La conférence internationale sur le climat, COP25, se tiendra bien en Espagne début décembre, en lieu et place du Chili, qui y a renoncé en raison de la crise sociale qui secoue le pays, a annoncé l'ONU vendredi.

"Nous sommes heureux d'annoncer que le bureau de la COP a convenu que la COP25 aura lieu du 2 au 13 décembre à Madrid en Espagne", a tweeté Patricia Espinosa, la responsable climat de l'ONU.

Déjà annulée au Brésil

"C'est avec un profond sentiment de douleur, parce que c'est douloureux pour le Chili, que notre gouvernement a décidé de ne pas organiser le sommet de l'Apec ni celui de la COP 25", a déclaré le président chilien Sebastián Piñera. Le sommet de l'Apec devait avoir lieu à Santiago les 16 et 17 novembre et la COP 25 du 2 au 13 décembre.

L'ONU, plongée dans l'incertitude par ce retrait brutal, avait fait savoir mercredi qu'elle "étudiait les alternatives" pour accueillir la COP25, qui avait déjà changé d'organisateur fin 2018. Le Brésil avait renoncé à la suite de l'élection du président climatosceptique Jair Bolsonaro.

Un défi logistique

Jeudi, Sebastián Piñera avait annoncé que le chef du gouvernement espagnol Pedro Sanchez lui avait "généreusement proposé d'organiser la COP25 à Madrid aux mêmes dates auxquelles cette conférence était programmée au Chili". Le gouvernement espagnol avait confirmé cette proposition, faite "vu le court délai disponible et l'importance de garantir que la COP25 se tienne normalement", et Patricia Espinosa lui avait apporté son soutien.

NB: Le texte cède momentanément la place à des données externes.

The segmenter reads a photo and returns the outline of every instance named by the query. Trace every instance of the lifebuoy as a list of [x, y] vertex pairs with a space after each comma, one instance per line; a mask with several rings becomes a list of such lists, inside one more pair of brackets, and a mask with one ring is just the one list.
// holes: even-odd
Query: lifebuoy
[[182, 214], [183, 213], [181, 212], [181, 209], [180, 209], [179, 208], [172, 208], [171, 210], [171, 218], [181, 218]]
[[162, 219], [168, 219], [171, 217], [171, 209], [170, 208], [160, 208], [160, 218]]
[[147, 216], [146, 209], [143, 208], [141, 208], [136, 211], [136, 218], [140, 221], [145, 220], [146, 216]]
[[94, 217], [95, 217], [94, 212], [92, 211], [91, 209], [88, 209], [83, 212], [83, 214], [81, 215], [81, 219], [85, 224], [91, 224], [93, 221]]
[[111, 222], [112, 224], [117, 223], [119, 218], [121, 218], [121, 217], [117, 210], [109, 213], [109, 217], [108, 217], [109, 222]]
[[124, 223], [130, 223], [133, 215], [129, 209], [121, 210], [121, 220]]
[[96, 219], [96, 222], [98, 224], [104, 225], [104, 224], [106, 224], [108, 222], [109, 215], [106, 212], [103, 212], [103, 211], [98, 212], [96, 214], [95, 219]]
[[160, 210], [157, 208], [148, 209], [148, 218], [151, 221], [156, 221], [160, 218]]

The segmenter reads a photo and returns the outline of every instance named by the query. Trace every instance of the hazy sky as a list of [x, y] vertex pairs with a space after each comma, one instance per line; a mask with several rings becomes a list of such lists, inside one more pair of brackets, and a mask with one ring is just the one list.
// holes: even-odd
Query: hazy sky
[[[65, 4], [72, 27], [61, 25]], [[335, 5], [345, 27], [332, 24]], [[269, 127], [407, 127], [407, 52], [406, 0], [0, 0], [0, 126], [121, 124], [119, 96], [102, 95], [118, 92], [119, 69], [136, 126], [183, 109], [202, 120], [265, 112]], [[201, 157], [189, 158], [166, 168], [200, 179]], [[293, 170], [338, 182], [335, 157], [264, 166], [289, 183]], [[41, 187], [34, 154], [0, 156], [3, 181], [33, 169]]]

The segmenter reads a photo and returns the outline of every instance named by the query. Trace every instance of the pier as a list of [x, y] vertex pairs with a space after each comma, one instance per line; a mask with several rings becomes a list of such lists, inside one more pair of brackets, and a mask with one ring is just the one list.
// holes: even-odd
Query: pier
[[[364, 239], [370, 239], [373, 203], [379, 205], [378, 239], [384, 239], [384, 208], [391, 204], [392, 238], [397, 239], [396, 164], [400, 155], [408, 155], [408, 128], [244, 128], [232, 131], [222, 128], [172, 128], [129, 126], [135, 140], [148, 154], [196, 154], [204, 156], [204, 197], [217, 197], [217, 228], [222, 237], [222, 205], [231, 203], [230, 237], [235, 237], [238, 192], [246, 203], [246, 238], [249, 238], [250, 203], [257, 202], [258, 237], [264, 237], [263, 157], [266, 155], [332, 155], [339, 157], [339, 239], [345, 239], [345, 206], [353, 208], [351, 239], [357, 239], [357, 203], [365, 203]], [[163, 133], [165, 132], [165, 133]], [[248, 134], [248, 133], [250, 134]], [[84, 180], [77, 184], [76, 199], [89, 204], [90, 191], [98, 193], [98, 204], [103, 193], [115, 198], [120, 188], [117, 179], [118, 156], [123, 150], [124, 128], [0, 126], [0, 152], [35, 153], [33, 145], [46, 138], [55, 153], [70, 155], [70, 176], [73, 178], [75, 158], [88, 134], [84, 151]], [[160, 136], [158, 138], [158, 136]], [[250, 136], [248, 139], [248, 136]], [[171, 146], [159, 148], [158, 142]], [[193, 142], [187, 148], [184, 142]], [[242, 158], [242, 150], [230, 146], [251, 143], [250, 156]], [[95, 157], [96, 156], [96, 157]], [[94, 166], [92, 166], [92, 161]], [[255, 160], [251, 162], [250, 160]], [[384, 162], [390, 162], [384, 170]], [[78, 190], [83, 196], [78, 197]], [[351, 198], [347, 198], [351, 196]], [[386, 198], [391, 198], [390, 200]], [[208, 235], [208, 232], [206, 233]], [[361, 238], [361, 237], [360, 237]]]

Car c'est bien le défi de réorganiser en quatre semaines les plans pour les quelque 25 000 délégués initialement attendus à Santiago qui va dominer les derniers préparatifs d'une conférence dont l'objectif affiché est de convaincre les Etats de rehausser leurs engagements en 2020 pour tenir les objectifs de l'accord de Paris, soit un réchauffement "nettement en dessous de deux degrés" par rapport à l'ère pré-industrielle et si possible 1,5 degré.

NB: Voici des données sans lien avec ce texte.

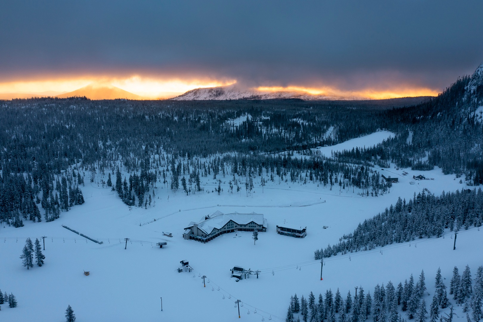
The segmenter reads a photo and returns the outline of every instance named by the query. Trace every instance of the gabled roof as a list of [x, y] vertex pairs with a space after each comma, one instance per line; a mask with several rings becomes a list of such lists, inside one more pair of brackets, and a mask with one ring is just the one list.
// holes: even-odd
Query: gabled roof
[[[232, 213], [224, 214], [219, 210], [216, 210], [210, 214], [209, 218], [207, 219], [203, 216], [198, 223], [198, 228], [208, 235], [215, 228], [221, 229], [230, 220], [239, 225], [246, 225], [253, 222], [256, 224], [266, 228], [267, 220], [264, 219], [262, 214], [256, 212], [239, 213], [236, 211]], [[197, 223], [191, 222], [190, 225], [185, 229], [191, 228], [196, 224]]]

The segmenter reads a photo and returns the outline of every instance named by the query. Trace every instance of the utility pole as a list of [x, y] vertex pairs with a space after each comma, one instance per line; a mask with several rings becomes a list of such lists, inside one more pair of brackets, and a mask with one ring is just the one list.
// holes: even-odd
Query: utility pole
[[453, 244], [453, 250], [454, 251], [456, 249], [456, 235], [457, 234], [458, 234], [458, 230], [455, 229], [455, 243]]
[[322, 280], [322, 267], [324, 267], [324, 259], [320, 260], [320, 280]]
[[201, 278], [203, 279], [203, 287], [206, 287], [206, 284], [205, 283], [205, 278], [206, 278], [206, 276], [205, 275], [203, 275], [203, 276], [201, 276]]
[[237, 304], [238, 305], [238, 318], [240, 319], [242, 317], [240, 316], [240, 302], [242, 302], [240, 300], [237, 300]]

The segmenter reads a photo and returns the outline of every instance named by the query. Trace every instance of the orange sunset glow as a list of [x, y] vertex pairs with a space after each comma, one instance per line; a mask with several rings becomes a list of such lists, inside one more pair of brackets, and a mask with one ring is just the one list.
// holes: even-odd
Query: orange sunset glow
[[439, 91], [438, 90], [426, 88], [394, 88], [384, 90], [366, 89], [358, 91], [344, 91], [337, 88], [329, 87], [304, 87], [297, 86], [260, 86], [257, 88], [262, 92], [299, 92], [306, 93], [312, 95], [323, 95], [325, 96], [337, 96], [345, 98], [355, 98], [359, 99], [384, 99], [397, 98], [417, 97], [417, 96], [436, 96]]
[[[195, 88], [224, 86], [235, 83], [236, 80], [156, 79], [139, 75], [125, 78], [85, 77], [16, 81], [0, 83], [0, 99], [10, 99], [32, 96], [66, 97], [74, 91], [72, 96], [85, 96], [93, 99], [110, 99], [116, 98], [116, 96], [135, 99], [163, 99], [174, 97]], [[87, 88], [89, 90], [87, 90]], [[113, 89], [118, 91], [113, 92]], [[122, 90], [119, 91], [119, 89]], [[439, 93], [436, 89], [410, 86], [382, 89], [367, 88], [355, 91], [343, 90], [329, 86], [296, 85], [259, 86], [253, 89], [261, 92], [294, 92], [311, 95], [369, 99], [435, 96]]]

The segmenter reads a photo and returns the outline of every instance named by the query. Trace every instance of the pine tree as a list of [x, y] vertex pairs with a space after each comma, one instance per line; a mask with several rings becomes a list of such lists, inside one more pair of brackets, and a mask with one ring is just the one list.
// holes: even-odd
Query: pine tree
[[424, 277], [424, 271], [421, 270], [421, 273], [419, 274], [419, 280], [416, 283], [416, 287], [414, 288], [414, 293], [417, 297], [418, 300], [420, 300], [424, 296], [424, 292], [426, 291], [426, 282]]
[[33, 267], [33, 248], [32, 240], [29, 238], [28, 238], [25, 241], [25, 245], [22, 250], [22, 254], [20, 255], [20, 258], [22, 260], [22, 264], [24, 267], [26, 266], [27, 269], [28, 269], [29, 267]]
[[399, 282], [398, 284], [398, 290], [396, 291], [396, 299], [398, 300], [398, 305], [401, 305], [401, 301], [402, 300], [403, 294], [404, 294], [404, 289], [402, 287], [402, 283]]
[[429, 306], [429, 318], [431, 322], [436, 322], [438, 321], [438, 316], [440, 314], [438, 296], [435, 294], [433, 295], [433, 300], [431, 301], [431, 305]]
[[309, 294], [309, 308], [310, 309], [310, 322], [315, 322], [318, 320], [318, 310], [315, 305], [315, 297], [312, 291]]
[[393, 301], [389, 308], [389, 320], [387, 322], [398, 322], [399, 321], [399, 313], [398, 312], [398, 304]]
[[309, 310], [307, 306], [307, 301], [303, 295], [300, 298], [300, 313], [302, 314], [302, 319], [304, 322], [307, 322], [307, 315], [309, 314]]
[[351, 296], [350, 291], [347, 292], [347, 297], [345, 299], [345, 302], [344, 304], [345, 305], [345, 313], [347, 314], [351, 309], [351, 308], [352, 307], [352, 297]]
[[458, 289], [458, 303], [464, 303], [466, 298], [469, 297], [472, 293], [471, 284], [471, 273], [469, 266], [467, 265], [461, 275], [461, 280]]
[[438, 268], [436, 271], [434, 284], [436, 288], [435, 294], [437, 296], [438, 304], [441, 308], [444, 308], [449, 304], [449, 300], [448, 299], [446, 287], [443, 282], [443, 278], [441, 276], [441, 269], [440, 268]]
[[426, 310], [426, 302], [424, 299], [421, 302], [421, 307], [418, 311], [417, 316], [416, 317], [415, 322], [426, 322], [426, 315], [427, 314], [427, 311]]
[[65, 319], [66, 322], [75, 322], [75, 314], [74, 314], [74, 310], [72, 309], [70, 305], [67, 307], [65, 310]]
[[483, 303], [483, 266], [478, 268], [474, 282], [471, 308], [473, 309], [473, 320], [475, 322], [477, 322], [483, 318], [483, 312], [482, 311], [482, 304]]
[[8, 307], [17, 307], [17, 298], [15, 297], [15, 295], [13, 293], [10, 293], [10, 295], [8, 296]]
[[[67, 322], [70, 322], [67, 321]], [[288, 306], [288, 309], [287, 310], [287, 317], [285, 318], [285, 322], [294, 322], [294, 313], [292, 312], [292, 308], [290, 306]]]
[[338, 288], [334, 298], [334, 305], [335, 306], [336, 313], [339, 313], [339, 310], [341, 311], [343, 310], [343, 308], [341, 308], [343, 302], [343, 300], [342, 299], [342, 296], [341, 296], [341, 292], [339, 291], [339, 288]]
[[416, 311], [417, 309], [418, 305], [419, 304], [419, 298], [416, 294], [416, 292], [413, 292], [411, 297], [408, 302], [408, 318], [410, 320], [414, 317]]
[[458, 298], [458, 290], [459, 289], [459, 282], [461, 278], [459, 276], [459, 272], [458, 271], [458, 267], [455, 266], [453, 268], [453, 275], [451, 278], [451, 281], [450, 282], [450, 294], [454, 294], [455, 300]]
[[42, 253], [42, 247], [40, 246], [40, 241], [38, 238], [35, 238], [35, 261], [39, 266], [43, 265], [43, 260], [45, 256]]
[[367, 295], [366, 295], [365, 300], [366, 305], [366, 315], [370, 314], [370, 311], [372, 308], [372, 298], [370, 296], [370, 291], [367, 291]]
[[294, 295], [294, 313], [298, 313], [300, 310], [300, 303], [298, 303], [298, 298], [296, 293]]
[[258, 240], [258, 229], [254, 229], [253, 234], [252, 236], [252, 238], [253, 238], [253, 244], [255, 245], [256, 243], [256, 241]]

Outre les diplomates, les "Conférences des parties", nom officiel des COP, rassemblent des milliers de participants issus de la société civile -ONG, syndicats, partis, entreprises notamment- venus aiguillonner ou tenter d'influencer les négociateurs officiels.

Le cas Thunberg

Exemple iconique de cette participation, la jeune militante suédoise Greta Thunberg, initiatrice des grèves de jeunes pour le climat. Elle refuse de prendre l'avion, trop polluant, et avait traversé l'Atlantique en voilier pour participer début septembre à un sommet climat de l'ONU à New York avant de se rendre à Santiago pour la COP...

"Je vais avoir besoin d'un peu d'aide," a-t-elle lancé sur Twitter depuis les Etats-Unis. "Il s'avère que j'ai traversé la moitié du globe, dans le mauvais sens:) J'ai besoin de trouver un moyen pour traverser l'Atlantique en novembre... Si quelqu'un pouvait me trouver un moyen de transport, je serais extrêmement reconnaissante".

L'ONG internationale Action Aid a souligné que la relocalisation de la COP "présente de réels obstacles à la participation de pays du sud et de la société civile", évoquant notamment des questions de visas et de coûts. Ce qui pourrait selon elle modifier les équilibres politiques de la conférence "et avoir des conséquences réelles et durables pour les populations vulnérables".